[Python-ideas] dictionary constructor should not allow duplicate keys

Tue May 3 21:09:20 EDT 2016

On Mon, May 02, 2016 at 02:36:35PM -0700, Luigi Semenzato wrote:

> The original problem description:
> 
> lives_in = { 'lion': ['Africa', 'America'],
>              'parrot': ['Europe'],
>              #... 100+ more rows here
>              'lion': ['Europe'],
>              #... 100+ more rows here
>            }
> 
> The above constructor overwrites the first 'lion' entry silently,
> often causing unexpected behavior.

Did your colleague really have 200+ items in the dict? No matter, I 
suppose. The same principle applies.

When you have significant amount of data in a dict (or any other data 
structure, such as a list, tree, whatever), the programmer has to take 
responsibility for the data validation. Not the compiler. Out of all the 
possible errors, why is "duplicate key" so special? Your colleague could 
have caused unexpected behaviour in many ways:

lives_in = { # missed value
             'lion': ['Africa', 'America'],
             # misspelled value
             'parrot': ['Eruope'],
             # misspelled key
             'kangeroo': ['Australia'],
             # invalid key
             'kettle': ['Arctic'],
             # invalid value
             'aardvark': 'South Africa',
             # missed key
             # oops, forgot 'tiger' altogether
           }

Where was your colleague's data validation? I'm sorry that your 
colleague lost a lot of time debugging this failure, but you might have 
had exactly the same result from any of the above errors.

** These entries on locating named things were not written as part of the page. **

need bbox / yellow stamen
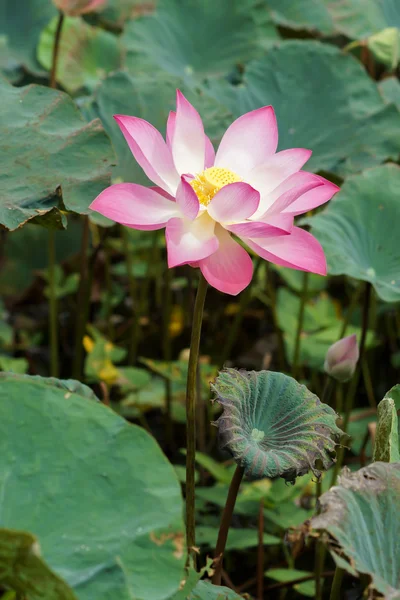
[190,167,242,206]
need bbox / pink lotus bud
[324,333,360,381]
[53,0,106,17]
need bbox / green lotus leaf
[212,369,342,482]
[122,0,279,79]
[208,41,400,175]
[0,529,76,600]
[373,385,400,462]
[268,0,400,40]
[307,164,400,302]
[187,581,243,600]
[311,462,400,599]
[379,77,400,108]
[0,79,113,230]
[38,17,122,93]
[0,373,186,600]
[0,0,57,75]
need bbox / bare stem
[292,272,309,378]
[257,500,264,600]
[186,274,207,560]
[329,567,344,600]
[50,11,64,89]
[331,282,372,486]
[212,465,244,585]
[72,216,90,379]
[48,229,59,377]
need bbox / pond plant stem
[50,11,64,89]
[72,216,90,379]
[257,499,264,600]
[329,567,344,600]
[292,271,309,379]
[331,281,372,486]
[163,267,174,452]
[219,258,262,369]
[186,274,208,561]
[48,229,59,377]
[48,12,64,377]
[212,465,244,585]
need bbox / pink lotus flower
[91,91,338,295]
[53,0,106,17]
[324,333,360,382]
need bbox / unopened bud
[53,0,106,17]
[324,333,360,382]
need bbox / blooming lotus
[53,0,106,17]
[91,91,338,295]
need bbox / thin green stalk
[48,229,59,377]
[331,282,372,486]
[186,274,207,560]
[212,465,244,585]
[50,11,64,88]
[49,12,64,377]
[104,244,114,340]
[257,500,264,600]
[219,258,262,368]
[72,216,90,379]
[129,231,158,364]
[338,281,364,340]
[267,262,286,372]
[120,225,140,365]
[314,539,326,600]
[163,267,174,452]
[329,567,344,600]
[292,272,309,378]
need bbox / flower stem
[257,500,264,600]
[329,567,344,600]
[72,216,90,379]
[163,267,174,452]
[212,465,244,585]
[49,229,59,377]
[186,274,207,558]
[50,11,64,89]
[292,272,309,378]
[331,282,372,486]
[219,258,263,369]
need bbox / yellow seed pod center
[190,167,242,206]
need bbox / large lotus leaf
[0,0,57,74]
[0,79,113,229]
[267,0,334,35]
[211,369,342,481]
[92,72,229,184]
[0,219,82,297]
[99,0,155,28]
[38,17,122,93]
[209,41,400,174]
[0,373,185,600]
[311,462,400,599]
[277,287,374,371]
[0,529,76,600]
[307,164,400,302]
[266,0,400,39]
[373,385,400,462]
[379,77,400,108]
[123,0,278,79]
[187,581,243,600]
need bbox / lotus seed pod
[212,369,343,482]
[324,333,360,382]
[53,0,106,17]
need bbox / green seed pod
[211,369,343,482]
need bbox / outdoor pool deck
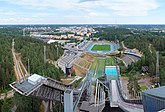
[105,66,119,80]
[86,43,118,54]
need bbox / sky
[0,0,165,24]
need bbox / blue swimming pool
[105,67,117,76]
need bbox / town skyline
[0,0,165,25]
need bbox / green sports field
[91,44,111,51]
[90,57,115,78]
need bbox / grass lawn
[105,57,115,66]
[96,58,105,77]
[91,44,111,51]
[90,58,98,71]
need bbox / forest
[0,35,15,93]
[15,37,63,80]
[0,26,64,112]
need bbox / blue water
[105,67,117,76]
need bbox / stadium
[86,41,120,54]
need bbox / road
[111,81,144,112]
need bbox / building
[142,86,165,112]
[66,64,73,76]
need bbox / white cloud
[7,0,159,16]
[0,17,43,24]
[80,8,108,17]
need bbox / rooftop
[144,86,165,99]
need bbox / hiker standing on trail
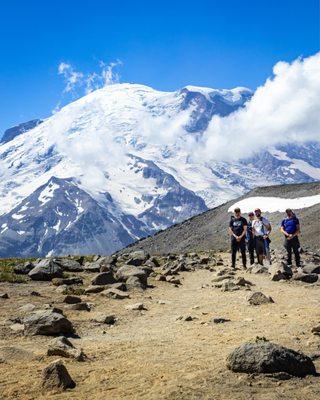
[280,208,300,268]
[229,208,248,268]
[252,208,271,265]
[246,211,254,265]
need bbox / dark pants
[247,238,254,265]
[284,236,300,268]
[231,237,247,268]
[254,236,264,265]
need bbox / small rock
[292,272,318,283]
[66,303,91,311]
[92,313,116,325]
[63,294,82,304]
[247,292,274,306]
[126,303,147,310]
[47,336,86,361]
[91,271,115,285]
[41,360,76,390]
[22,310,74,336]
[212,318,230,324]
[101,289,130,300]
[28,259,63,281]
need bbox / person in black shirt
[229,208,248,268]
[246,211,255,265]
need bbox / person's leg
[284,239,292,267]
[248,239,254,265]
[291,236,300,268]
[239,240,247,268]
[255,238,263,265]
[231,239,238,268]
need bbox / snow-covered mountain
[0,84,320,257]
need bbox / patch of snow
[228,194,320,213]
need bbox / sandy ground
[0,256,320,400]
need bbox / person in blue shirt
[246,211,255,265]
[229,208,248,269]
[280,208,300,268]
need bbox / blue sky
[0,0,319,135]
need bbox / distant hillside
[122,182,320,254]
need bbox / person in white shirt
[252,208,271,265]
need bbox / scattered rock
[127,250,149,267]
[22,310,74,336]
[47,336,86,361]
[41,360,76,390]
[63,294,82,304]
[53,258,83,272]
[292,272,318,283]
[13,261,34,275]
[66,303,91,311]
[302,264,320,274]
[247,292,274,306]
[116,265,147,286]
[212,318,231,324]
[84,286,105,294]
[52,277,83,286]
[311,325,320,336]
[227,341,316,377]
[91,271,116,285]
[92,313,116,325]
[101,289,130,300]
[126,276,146,290]
[28,259,63,281]
[126,303,147,310]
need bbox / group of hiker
[229,208,300,268]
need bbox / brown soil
[0,255,320,400]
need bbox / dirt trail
[0,256,320,400]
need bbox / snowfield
[228,194,320,213]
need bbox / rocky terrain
[123,182,320,254]
[0,251,320,400]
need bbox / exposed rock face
[247,292,274,306]
[227,341,316,377]
[23,309,74,336]
[41,360,76,390]
[47,336,86,361]
[91,271,116,285]
[28,259,63,281]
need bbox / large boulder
[41,360,76,390]
[91,271,116,285]
[302,264,320,274]
[22,309,74,336]
[28,258,63,281]
[227,341,316,377]
[13,261,34,275]
[53,258,83,272]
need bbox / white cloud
[194,53,320,161]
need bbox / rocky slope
[0,84,320,257]
[0,252,320,400]
[123,182,320,254]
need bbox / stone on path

Unless somebody can demonstrate that "duplicate keys" is a systematic 
and common failure among Python programmers, I think that it is 
perfectly reasonable to put the onus on detecting duplicates on the 
programmer, just like all those other data errors.

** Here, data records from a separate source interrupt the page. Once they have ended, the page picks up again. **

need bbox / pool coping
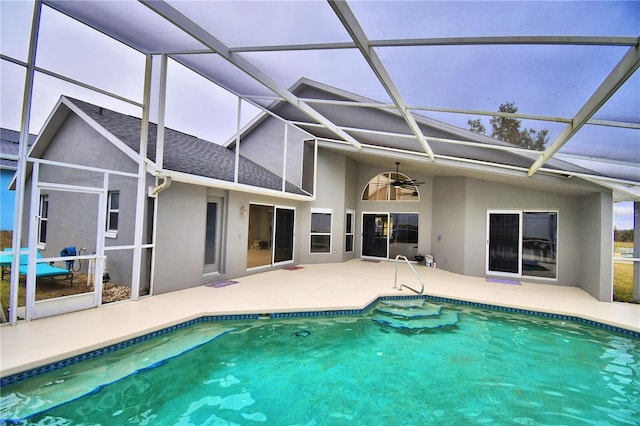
[0,294,640,388]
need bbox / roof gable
[67,98,305,195]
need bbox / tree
[467,102,549,151]
[467,118,487,135]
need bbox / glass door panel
[273,208,295,263]
[522,212,558,278]
[204,201,219,274]
[362,213,389,259]
[488,213,520,274]
[247,204,273,268]
[389,213,418,260]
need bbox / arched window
[362,172,420,201]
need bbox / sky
[0,0,640,229]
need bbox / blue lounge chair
[0,248,73,287]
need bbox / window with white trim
[362,172,420,201]
[106,191,120,237]
[38,195,49,246]
[309,209,332,253]
[344,209,355,253]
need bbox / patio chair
[1,248,73,287]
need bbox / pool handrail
[393,254,424,294]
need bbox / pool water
[0,299,640,426]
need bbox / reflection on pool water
[0,299,640,425]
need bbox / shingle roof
[67,97,305,195]
[0,129,36,170]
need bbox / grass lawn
[613,242,633,302]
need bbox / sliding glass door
[273,207,295,264]
[362,213,389,259]
[487,211,558,279]
[362,213,418,260]
[247,204,295,268]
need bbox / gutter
[148,176,171,198]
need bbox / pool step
[372,299,459,330]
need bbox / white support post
[93,173,110,306]
[9,0,42,325]
[131,55,153,300]
[233,97,242,183]
[633,201,640,303]
[24,163,40,321]
[282,122,289,192]
[156,55,167,170]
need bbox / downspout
[149,176,171,198]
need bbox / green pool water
[0,300,640,426]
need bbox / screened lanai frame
[2,0,640,324]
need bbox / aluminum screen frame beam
[329,0,435,161]
[529,41,640,176]
[141,0,361,149]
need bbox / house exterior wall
[336,158,361,262]
[354,160,434,256]
[574,192,613,302]
[432,177,613,300]
[431,176,464,274]
[234,117,309,187]
[296,149,347,263]
[153,182,207,294]
[22,114,152,288]
[464,179,580,286]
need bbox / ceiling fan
[389,161,424,189]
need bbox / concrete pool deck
[0,259,640,377]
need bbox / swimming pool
[0,298,640,425]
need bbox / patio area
[0,259,640,377]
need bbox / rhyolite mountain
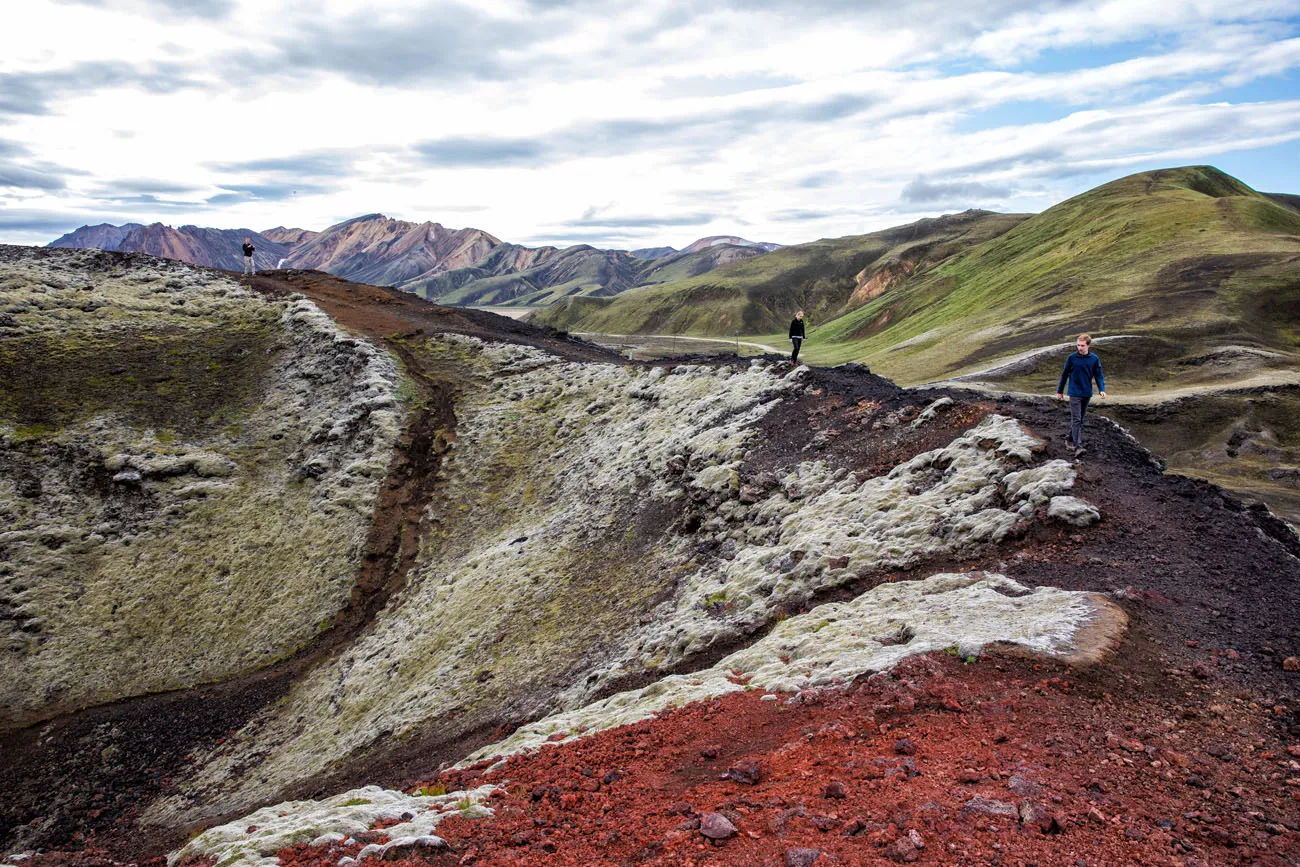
[49,213,779,305]
[48,222,300,270]
[534,166,1300,523]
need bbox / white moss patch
[1048,497,1101,526]
[168,785,498,867]
[0,251,402,728]
[462,572,1118,766]
[577,415,1074,702]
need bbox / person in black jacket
[790,311,805,364]
[1057,334,1106,458]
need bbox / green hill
[816,166,1300,387]
[533,211,1024,335]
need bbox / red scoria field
[0,259,1300,867]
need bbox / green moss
[0,320,274,434]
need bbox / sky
[0,0,1300,250]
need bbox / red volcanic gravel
[269,654,1300,867]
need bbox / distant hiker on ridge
[790,311,805,364]
[1057,334,1106,458]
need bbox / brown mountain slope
[285,214,501,286]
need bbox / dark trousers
[1070,394,1092,447]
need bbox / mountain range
[532,166,1300,523]
[49,213,780,305]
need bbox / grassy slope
[534,212,1024,335]
[400,246,762,307]
[809,166,1300,382]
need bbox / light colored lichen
[462,572,1123,766]
[147,335,806,823]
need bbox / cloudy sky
[0,0,1300,248]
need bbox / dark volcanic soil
[0,272,1300,867]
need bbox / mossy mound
[0,247,400,728]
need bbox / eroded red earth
[258,654,1300,867]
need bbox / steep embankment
[0,247,403,729]
[534,211,1024,335]
[816,166,1300,376]
[809,166,1300,521]
[285,213,501,286]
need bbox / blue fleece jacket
[1057,352,1106,398]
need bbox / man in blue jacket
[1057,334,1106,458]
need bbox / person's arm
[1057,355,1074,400]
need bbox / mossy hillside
[150,358,1107,822]
[0,248,400,727]
[1099,386,1300,526]
[809,166,1300,382]
[532,212,1024,335]
[150,335,798,822]
[168,785,498,867]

The data validation need not be a big burden. In my own code, unless the 
dict is so small that I can easily see that it is correct with my own 
eyes, I always follow it with an assertion:

assert len(lives_in) == 250

which is a cheap test for at least some duplicate, missed or extra keys. 
But depending on your use-case, it may be that dict is the wrong data 
structure to use, and you need something that will validate items as 
they are entered. Unless your dict is small enough that you can see it 
is correct by eye, you need some sort of check that your data is valid, 
that you haven't forgotten keys, or misspelled them.

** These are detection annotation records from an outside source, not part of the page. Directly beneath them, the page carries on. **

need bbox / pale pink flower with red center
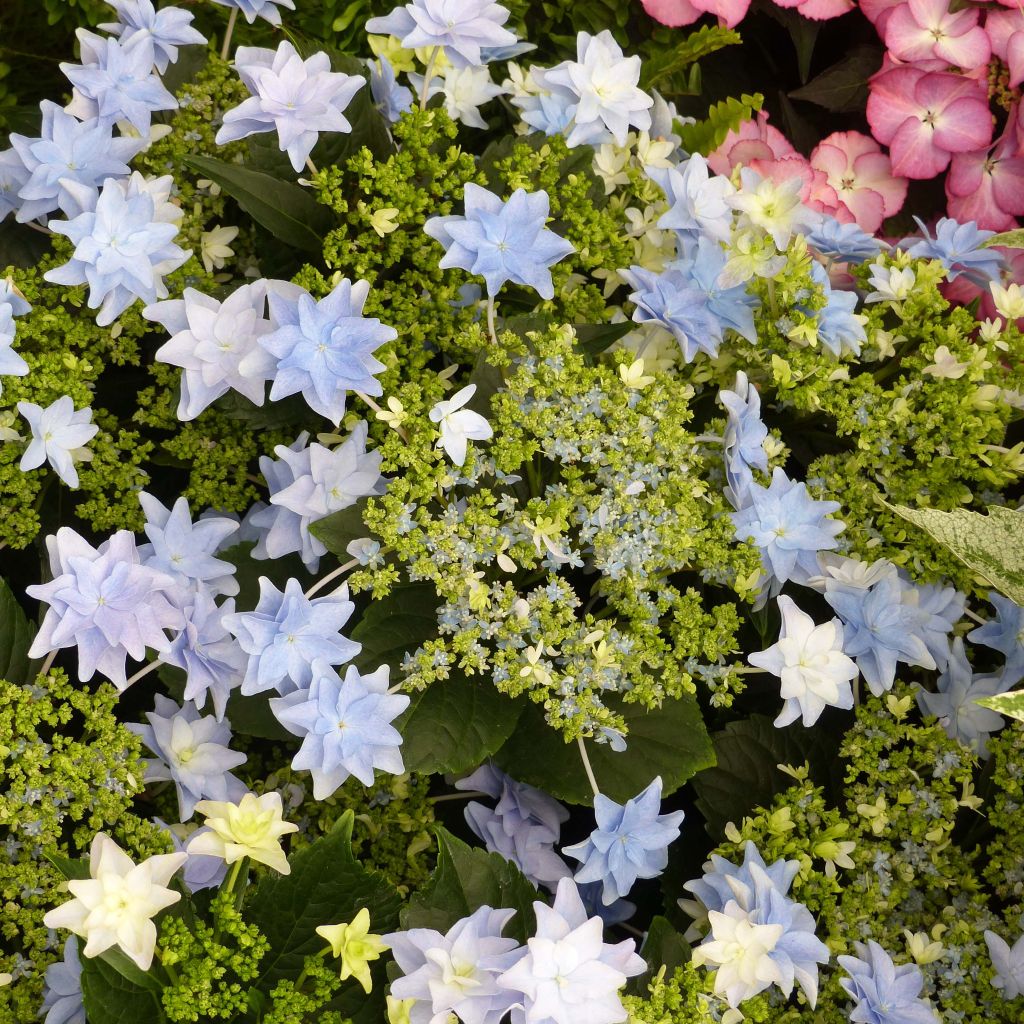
[811,131,907,234]
[884,0,992,68]
[985,7,1024,88]
[867,65,992,178]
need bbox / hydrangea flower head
[498,879,646,1024]
[128,694,246,821]
[43,174,190,327]
[98,0,206,75]
[223,577,362,696]
[270,663,410,800]
[423,181,575,299]
[60,29,178,138]
[43,833,185,971]
[256,278,398,426]
[216,40,367,171]
[10,99,143,222]
[562,776,683,904]
[367,0,516,68]
[17,395,99,487]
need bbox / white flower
[43,833,188,971]
[430,384,494,466]
[748,594,857,728]
[17,395,99,487]
[693,900,785,1007]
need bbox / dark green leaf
[495,696,715,804]
[401,826,540,942]
[246,811,400,991]
[185,157,333,255]
[0,580,39,685]
[395,669,522,774]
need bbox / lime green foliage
[0,669,165,1024]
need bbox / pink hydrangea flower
[867,65,992,178]
[884,0,992,68]
[810,131,907,234]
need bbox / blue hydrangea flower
[249,420,385,572]
[646,153,735,249]
[43,174,190,327]
[128,693,248,821]
[825,575,937,696]
[256,278,398,426]
[918,637,1010,758]
[618,266,722,362]
[270,662,410,800]
[839,940,938,1024]
[367,0,516,68]
[562,776,683,904]
[10,99,144,222]
[166,586,249,722]
[423,182,575,299]
[730,466,846,593]
[367,54,413,124]
[718,370,768,509]
[213,0,295,25]
[383,906,523,1024]
[26,526,182,689]
[455,764,572,889]
[900,217,1004,288]
[39,935,85,1024]
[807,214,886,266]
[138,490,239,600]
[60,29,178,138]
[223,577,362,696]
[967,591,1024,686]
[97,0,206,75]
[216,40,367,171]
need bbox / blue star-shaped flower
[423,182,575,299]
[259,278,398,426]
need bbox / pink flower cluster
[641,0,1024,231]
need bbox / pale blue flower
[498,879,646,1024]
[423,182,575,299]
[249,420,385,572]
[900,217,1004,288]
[97,0,206,75]
[534,29,654,146]
[142,281,278,420]
[618,266,723,362]
[383,906,524,1024]
[216,40,367,171]
[270,662,410,800]
[562,776,683,904]
[43,174,190,327]
[17,395,99,487]
[367,0,516,68]
[256,278,398,426]
[967,590,1024,686]
[223,577,362,696]
[730,466,846,593]
[128,693,248,821]
[138,490,239,601]
[60,29,178,138]
[26,526,182,690]
[10,99,144,222]
[645,153,735,243]
[985,931,1024,1000]
[839,940,938,1024]
[39,935,85,1024]
[367,54,413,124]
[167,586,249,722]
[918,637,1010,758]
[207,0,295,25]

The dict constructor won't and can't do that for you, so you need to do 
it youself. Once you're doing that, then it is no extra effort to check 
for duplicates.

So unless you have a good answer to the question "Why are duplicate keys 
so special that the dict constructor has to guard against them, when it 
doesn't guard against all the other failures we have to check for?", I 
think the status quo should stand.

There is one obvious answer:

Duplicate keys are special because, unlike the other errors, the dict 
constructor CAN guard against them.

That would be a reasonable answer. But I'm not sure if it is special 
*enough* to justify violating the Zen of Python. That may be a matter of 
opinion and taste.

-- 
Steve